In wenigen Wochen beginnt die Deutsche Bahn im Erzgebirge in Sachsen mit einem Pilotprojekt. Auf der rund 30 Kilometer langen Strecke von Annaberg-Buchholz nach Wolkenstein sind tägliche Testfahrten mit einer Diesellok geplant, die mit Computer, Videokameras und Sensoren ausgerüstet wird. Das System soll Signale erkennen, Hindernisse identifizieren und entsprechend reagieren. Hängt da nur ein harmloser, dünner Zweig im Gleis oder liegt ein Baum auf den Schienen? Dabei stehe man noch am Anfang, räumt ein Bahnsprecher ein: «Wir glauben aber, dass wir die Probleme lösen können.»
Kritik an der «Insellösung» der Bahn
Folgt man dem Bahnexperten Markus Hecht von der Technischen Universität Berlin, dann ist die Deutsche Bahn beim führerlosen Zugfahren nicht vornedran, sondern im Hintertreffen. Teilstrecken von Thameslink in England würden bereits ohne Lokführer betrieben. In Australien gebe es Erzzüge, die sehr lange Strecken ohne einen Menschen an der Spitze zurücklegten, sagt der Professor, der das Fachgebiet Schienenfahrzeuge am Institut für Land- und Seeverkehr leitet.
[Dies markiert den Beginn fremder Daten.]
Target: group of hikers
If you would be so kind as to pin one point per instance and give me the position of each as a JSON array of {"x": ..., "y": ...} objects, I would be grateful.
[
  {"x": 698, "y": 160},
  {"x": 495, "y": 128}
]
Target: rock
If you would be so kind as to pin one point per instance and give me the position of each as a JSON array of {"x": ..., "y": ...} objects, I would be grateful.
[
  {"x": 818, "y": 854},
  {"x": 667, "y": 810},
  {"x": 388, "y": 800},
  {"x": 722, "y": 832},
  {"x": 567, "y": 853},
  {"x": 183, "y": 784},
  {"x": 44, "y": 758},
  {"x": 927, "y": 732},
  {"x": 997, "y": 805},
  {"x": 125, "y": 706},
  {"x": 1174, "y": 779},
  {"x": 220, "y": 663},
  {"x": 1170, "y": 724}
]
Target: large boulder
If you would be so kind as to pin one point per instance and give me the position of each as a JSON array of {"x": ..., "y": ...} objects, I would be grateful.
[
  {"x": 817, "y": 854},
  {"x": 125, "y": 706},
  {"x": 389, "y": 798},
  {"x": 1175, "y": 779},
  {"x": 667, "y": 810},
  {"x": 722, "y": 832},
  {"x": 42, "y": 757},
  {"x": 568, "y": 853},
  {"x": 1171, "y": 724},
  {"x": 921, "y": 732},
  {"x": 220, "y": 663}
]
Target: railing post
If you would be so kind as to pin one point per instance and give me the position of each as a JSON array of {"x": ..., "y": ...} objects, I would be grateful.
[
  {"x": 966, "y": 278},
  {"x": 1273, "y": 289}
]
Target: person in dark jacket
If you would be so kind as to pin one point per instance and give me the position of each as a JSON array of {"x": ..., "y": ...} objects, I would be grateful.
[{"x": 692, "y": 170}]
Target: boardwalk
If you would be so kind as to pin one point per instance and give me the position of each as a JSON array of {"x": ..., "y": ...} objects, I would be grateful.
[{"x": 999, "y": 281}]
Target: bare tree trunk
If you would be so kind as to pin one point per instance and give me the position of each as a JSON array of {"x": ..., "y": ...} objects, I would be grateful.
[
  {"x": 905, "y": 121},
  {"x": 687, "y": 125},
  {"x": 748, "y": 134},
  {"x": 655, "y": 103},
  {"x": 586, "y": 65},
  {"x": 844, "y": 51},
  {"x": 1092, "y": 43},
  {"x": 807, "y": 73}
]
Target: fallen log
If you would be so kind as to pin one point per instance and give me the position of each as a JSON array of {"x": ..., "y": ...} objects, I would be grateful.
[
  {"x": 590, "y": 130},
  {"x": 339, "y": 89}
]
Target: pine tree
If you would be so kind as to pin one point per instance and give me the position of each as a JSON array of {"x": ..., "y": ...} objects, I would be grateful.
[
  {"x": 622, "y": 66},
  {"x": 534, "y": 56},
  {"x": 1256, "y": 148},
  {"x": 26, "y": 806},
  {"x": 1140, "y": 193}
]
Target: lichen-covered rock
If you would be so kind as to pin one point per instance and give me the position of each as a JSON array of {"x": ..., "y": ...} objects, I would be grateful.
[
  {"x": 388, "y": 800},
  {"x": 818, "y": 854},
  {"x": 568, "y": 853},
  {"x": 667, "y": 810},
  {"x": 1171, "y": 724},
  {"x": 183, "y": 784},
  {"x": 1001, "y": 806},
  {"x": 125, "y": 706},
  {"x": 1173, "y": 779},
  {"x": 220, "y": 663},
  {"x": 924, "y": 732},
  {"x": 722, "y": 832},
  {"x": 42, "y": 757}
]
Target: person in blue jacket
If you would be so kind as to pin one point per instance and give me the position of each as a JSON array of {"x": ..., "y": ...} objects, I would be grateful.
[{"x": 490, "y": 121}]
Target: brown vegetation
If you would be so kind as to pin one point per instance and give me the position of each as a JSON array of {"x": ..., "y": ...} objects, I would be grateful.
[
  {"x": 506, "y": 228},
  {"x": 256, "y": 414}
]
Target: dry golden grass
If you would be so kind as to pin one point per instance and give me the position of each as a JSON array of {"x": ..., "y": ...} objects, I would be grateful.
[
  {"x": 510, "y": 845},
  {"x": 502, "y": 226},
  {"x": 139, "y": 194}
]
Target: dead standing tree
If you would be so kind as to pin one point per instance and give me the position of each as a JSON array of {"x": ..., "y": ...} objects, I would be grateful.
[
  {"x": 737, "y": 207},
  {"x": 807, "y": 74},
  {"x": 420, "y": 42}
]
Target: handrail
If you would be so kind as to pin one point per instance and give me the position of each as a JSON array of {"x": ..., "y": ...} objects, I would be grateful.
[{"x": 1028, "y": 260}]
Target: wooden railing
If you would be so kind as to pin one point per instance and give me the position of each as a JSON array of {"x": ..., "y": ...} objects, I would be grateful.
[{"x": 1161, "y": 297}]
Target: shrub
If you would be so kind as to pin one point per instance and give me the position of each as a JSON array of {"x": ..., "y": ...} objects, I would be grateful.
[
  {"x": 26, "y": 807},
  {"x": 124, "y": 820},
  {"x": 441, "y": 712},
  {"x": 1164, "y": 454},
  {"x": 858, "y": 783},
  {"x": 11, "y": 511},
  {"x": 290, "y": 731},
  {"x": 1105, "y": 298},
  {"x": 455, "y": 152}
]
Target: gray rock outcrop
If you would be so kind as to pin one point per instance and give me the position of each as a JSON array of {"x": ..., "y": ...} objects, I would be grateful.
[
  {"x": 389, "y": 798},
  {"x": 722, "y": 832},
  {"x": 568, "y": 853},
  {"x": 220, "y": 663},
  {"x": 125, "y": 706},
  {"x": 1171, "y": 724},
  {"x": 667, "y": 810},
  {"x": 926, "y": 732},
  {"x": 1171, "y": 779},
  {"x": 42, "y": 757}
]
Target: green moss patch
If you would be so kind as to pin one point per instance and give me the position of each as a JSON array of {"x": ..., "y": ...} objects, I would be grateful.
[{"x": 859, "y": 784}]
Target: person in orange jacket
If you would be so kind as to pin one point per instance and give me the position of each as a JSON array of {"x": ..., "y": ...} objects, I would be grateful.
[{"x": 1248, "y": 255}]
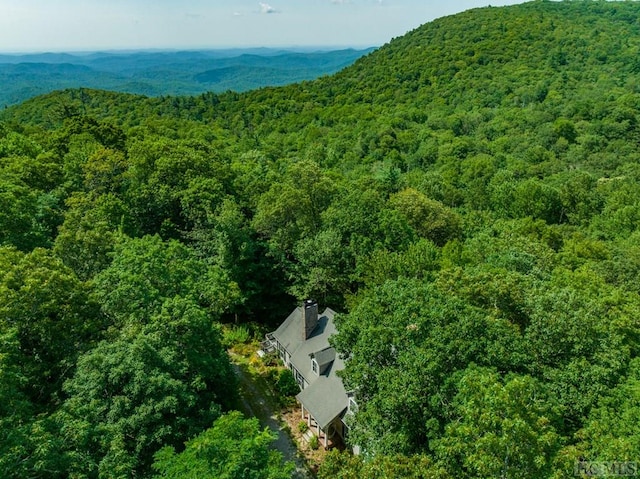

Hecht hält es vor allem für einen Fehler, dass die Bahn allein für sich forscht. «Das ist eine Insellösung, die nichts bringt.» Die Deutschen müssten vielmehr auf eine europäische Lösung hinarbeiten und dabei große Hersteller wie Bombardier und Siemens, die großen Eisenbahnen in den Nachbarstaaten sowie die Europäische Eisenbahnagentur (ERA) als Aufsichtsbehörde einbinden.
Das modernste Zugleitsystem ETCS als Zwischenschritt und Voraussetzung für voll automatisierten Zugbetrieb gebe es bislang nur auf der Strecke Leipzig-Erfurt, kritisiert Hecht. Ein Hauptproblem sieht er darin, was passiert, wenn ein Zug wegen einer Fehlermeldung gestoppt wird. «Wer stellt dann fest, dass es ein Fehlalarm war? Wer gibt das Kommando, dass der Zug weiterfahren darf?» In der Praxis dürfte das nach Einschätzung Hechts häufiger passieren, als es der Bahn lieb ist.